Introduction – “Features Hell”

If you ever had to do enterprise-level development for large data integration projects, the term “feature hell” is not foreign to you. I’m sure you’ve come across a case where separate teams work on a few features of a larger initiative in parallel: “Yellow Elephant”, “Pink Snake”, and Green Hippo”, for example. You’ve been working hard and making good progress for a few months, and the deadline is quickly approaching. The code base is stable and the number of issues is slowly reducing. Suddenly, out of the blue, management decides that to better align with ever-changing business goals and objectives, “Yellow Elephant” won’t be released this time , while “Pink Snake” and “Green Hippo” should be slightly modified. This falls on your head like a brick, as all features have been developed in the same trunk and they all heavily relate each other. Separating features is a Sisyphean task and will require huge effort and personal sacrifices of the team to save the project/release.

After repeatedly seeing these scenarios, we at Coherent Solutions decided to take a step back and see whether we could find processes, procedures, methods and tools to enable us to thrive in such situations, rather than constantly relying on the heroics of our team members to pull us out of such situations at the last minute. While the techniques to deal with these challenges are relatively well established in on application development projects, they are less mature in the Business Intelligence/Data Integration sphere.

We at Coherent Solutions are not newbies to Agile methodologies (as Agile is the de-facto development process at Coherent), and have extensively worked with Scrum and Kanban implementations. We fully realize that the key to each methodology is “tailoring” it to specific organizations and ensuring support at all levels. “Tailoring” isn’t only about applying small tweaks to the process and procedures, it also about making sure an appropriate infrastructure is in place. Although being agile is important to effectively resolving issues like the ones mentioned above, our experience says that Scrum or Kanban are only successful up to a point for data integration projects without compromising these processes’ manifesto.

Thus, we decided to take on an R&D initiative to attempt to perfect the details.

The type of integration work that our teams face mainly has to do with feature development and implementation. Features vary in size from somewhere between “story” to something slightly bigger than “epic” with estimates ranging from a few weeks to a few months to implement. Much of our work leans towards Microsoft technologies with SQL Server and SSIS as primary development tools so the characteristics of these tools was a key consideration for us in the approach to take.

After reviewing various flavors of agile, we decided to start with Feature Driven Development (FDD) as the Agile process to manage our development efforts.

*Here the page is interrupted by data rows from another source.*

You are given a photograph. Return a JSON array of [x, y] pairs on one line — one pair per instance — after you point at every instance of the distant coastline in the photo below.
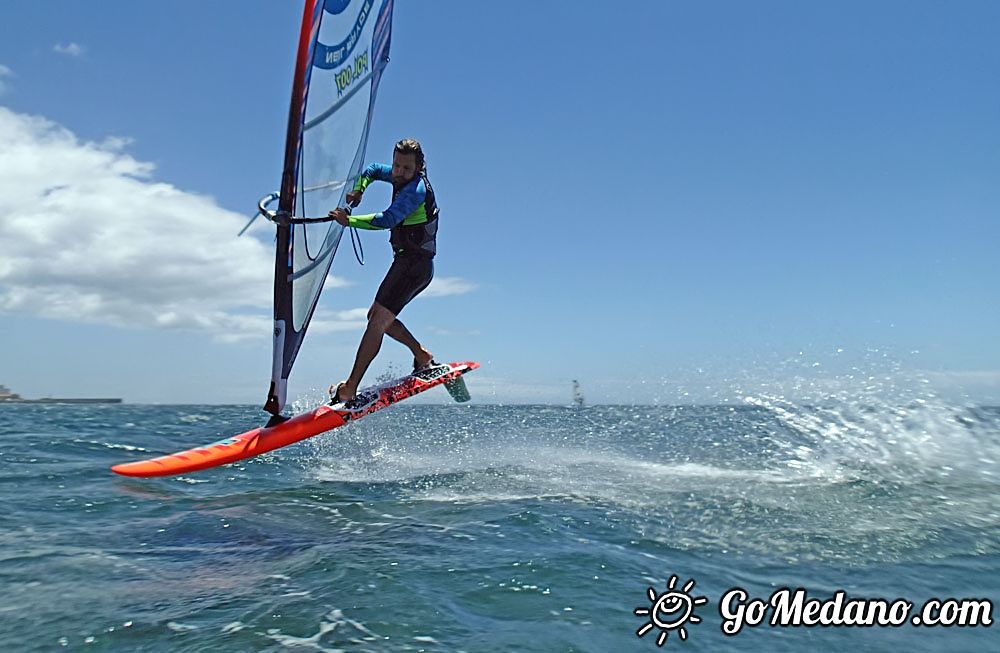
[[8, 397]]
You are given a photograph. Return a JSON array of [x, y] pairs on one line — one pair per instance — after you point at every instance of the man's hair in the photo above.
[[411, 146]]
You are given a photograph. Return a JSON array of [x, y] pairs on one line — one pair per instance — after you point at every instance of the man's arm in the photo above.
[[406, 202], [374, 172]]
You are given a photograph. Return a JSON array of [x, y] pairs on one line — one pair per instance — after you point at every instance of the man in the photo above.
[[412, 219]]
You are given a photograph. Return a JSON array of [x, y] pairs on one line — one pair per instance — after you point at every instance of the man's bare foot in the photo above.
[[340, 393], [424, 359]]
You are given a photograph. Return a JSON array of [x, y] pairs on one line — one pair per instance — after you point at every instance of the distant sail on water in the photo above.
[[342, 52]]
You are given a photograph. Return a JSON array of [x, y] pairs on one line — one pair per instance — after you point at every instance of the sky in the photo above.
[[669, 201]]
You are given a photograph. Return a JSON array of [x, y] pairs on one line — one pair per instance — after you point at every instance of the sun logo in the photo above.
[[670, 610]]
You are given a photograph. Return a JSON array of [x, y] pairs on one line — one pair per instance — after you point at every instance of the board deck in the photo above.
[[305, 425]]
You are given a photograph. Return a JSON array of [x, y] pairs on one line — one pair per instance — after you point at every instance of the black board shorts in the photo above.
[[408, 275]]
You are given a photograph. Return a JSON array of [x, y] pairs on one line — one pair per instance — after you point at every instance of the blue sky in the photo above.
[[665, 200]]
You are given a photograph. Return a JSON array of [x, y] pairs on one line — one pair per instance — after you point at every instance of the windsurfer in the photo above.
[[412, 221]]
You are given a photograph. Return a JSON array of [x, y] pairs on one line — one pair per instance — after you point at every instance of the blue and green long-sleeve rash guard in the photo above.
[[407, 204]]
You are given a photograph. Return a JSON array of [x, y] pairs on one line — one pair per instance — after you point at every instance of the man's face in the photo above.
[[404, 167]]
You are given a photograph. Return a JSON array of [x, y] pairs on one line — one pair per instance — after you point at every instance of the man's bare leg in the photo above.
[[398, 332], [379, 320]]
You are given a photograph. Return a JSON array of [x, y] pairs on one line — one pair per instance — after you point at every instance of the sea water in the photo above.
[[498, 528]]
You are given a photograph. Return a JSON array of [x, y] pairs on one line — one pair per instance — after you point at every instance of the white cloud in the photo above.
[[444, 286], [87, 235], [71, 49], [4, 72]]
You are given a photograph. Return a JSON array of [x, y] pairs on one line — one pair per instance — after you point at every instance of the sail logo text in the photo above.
[[352, 73]]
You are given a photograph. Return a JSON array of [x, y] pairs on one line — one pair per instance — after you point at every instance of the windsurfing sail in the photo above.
[[343, 50]]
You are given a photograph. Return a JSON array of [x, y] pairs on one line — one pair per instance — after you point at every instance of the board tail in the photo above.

The main reason for our decision is this approach is inherently feature-based so it fits well with the work environment described above. Given the size of features we work with, we definitely did not want to follow the path of splitting them into smaller stories, implementing and merging into the main trunk, and making other teams deal with half-baked deliveries (note that the definition of “done” is definitely an item of discussion and it will be covered in future blogs). When working with data integration projects, dealing with something that is half-baked is painful and time consuming so it is preferable to keep feature development isolated until it is done and then merge it into the main trunk.

Thus, we needed to consider a branch management strategy that could be applied for data integration projects. This presented us with the following options:

  • “branching by feature”. See more at Martin Fowler’ article or Git branching model.
  • “branching by release”. Everyone’s tried and true friend – create a branch per a release to support it.
  • “branching by abstraction”. “Branching by abstraction” is based on an approach of having a single branch for everything.  Features can be turned on/off by feature-toggles.  See a few more good Martin Fowler’s articles at Branch By Abstraction & Feature Toggle.

On the surface, “branching by abstraction” seemed like the best choice to go with, especially when used for SSIS, which is considered “un-mergeable”.  However, when one consider a complex, layered architecture with many rolling parts (e.g. BI Tool such as Tableau or Microstrategy with development cycle of its own), with data crossing the borders between different layers, data marts and BI platforms, it becomes very apparent that a decision to use “branching by abstraction” can only be made after extensive infrastructure and architectural analysis of a specific environment. Furthermore, substantial investment would need to be made to refactor the code so that it fits the “abstraction” paradigm. An extra complexity is added by the “feature toggle” paradigm. The “feature toggle” is very difficult to implement as it needs to be applied to many layers in a given layered architecture. Consequently, the nature of data integration projects with complex business rules and layered data architectures makes implementation and support effort for “feature toggle” effort go through the roof.

Therefore, we decided to pursue the path of least resistance by exploring “branching by feature” to manage branches. This option isn’t optimal either as some of the difficulties still remain such as the “un-mergeable” nature of SSIS, but all things considered it offered the most promise.

In our subsequent blogs, we will cover the results of a number of R&D projects related to how organizations can make “branching by feature” work, including resolving the “un-mergeability” problem of SSIS, the ability to branch and merge “non-code” artifacts such as source-to-target mapping documentations, and how to select and fine-tune tools and process methodologies for FDD with the “branching by feature” strategy for data integration.